De ello se deduce que en los Estados aristocráticos los gobernantes son poco accesibles a la corrupción y su afán de dinero es muy moderado, mientras que en los pueblos democráticos sucede lo contrario.
(...) Así, si los hombres que dirigen las aristocracias intentan a veces la corrupción, los jefes de las democracias son ellos mismos los corrompidos. En unas se ataca directamente la moralidad del pueblo; en las otras se ejerce sobre la conciencia pública una acción indirecta aún más de temer.

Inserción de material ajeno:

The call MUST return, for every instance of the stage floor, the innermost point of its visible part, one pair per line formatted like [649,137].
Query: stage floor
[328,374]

Lo que hay que temer, por otra parte, no es tanto la visión de la inmoralidad de los grandes como la inmoralidad que conduce a la grandeza. En la democracia, los simples ciudadanos ven a un hombre salir de sus filas y alcanzar en pocos años riqueza y poder; este espectáculo suscita en ellos sorpresa y envidia, y tratan de averiguar cómo el que ayer era su igual está hoy revestido del derecho de mandarles. Atribuir su elevación a su talento o a sus virtudes es incómodo, pues es confesar implícitamente que ellos son menos virtuosos o menos hábiles que él. Achacan, pues, la causa principal a alguno de sus vicios, y a menudo con razón. Se opera así no sé qué odiosa mezcolanza de ideas de bajeza y de poder, de indignidad y de éxito, de utilidad y de deshonor.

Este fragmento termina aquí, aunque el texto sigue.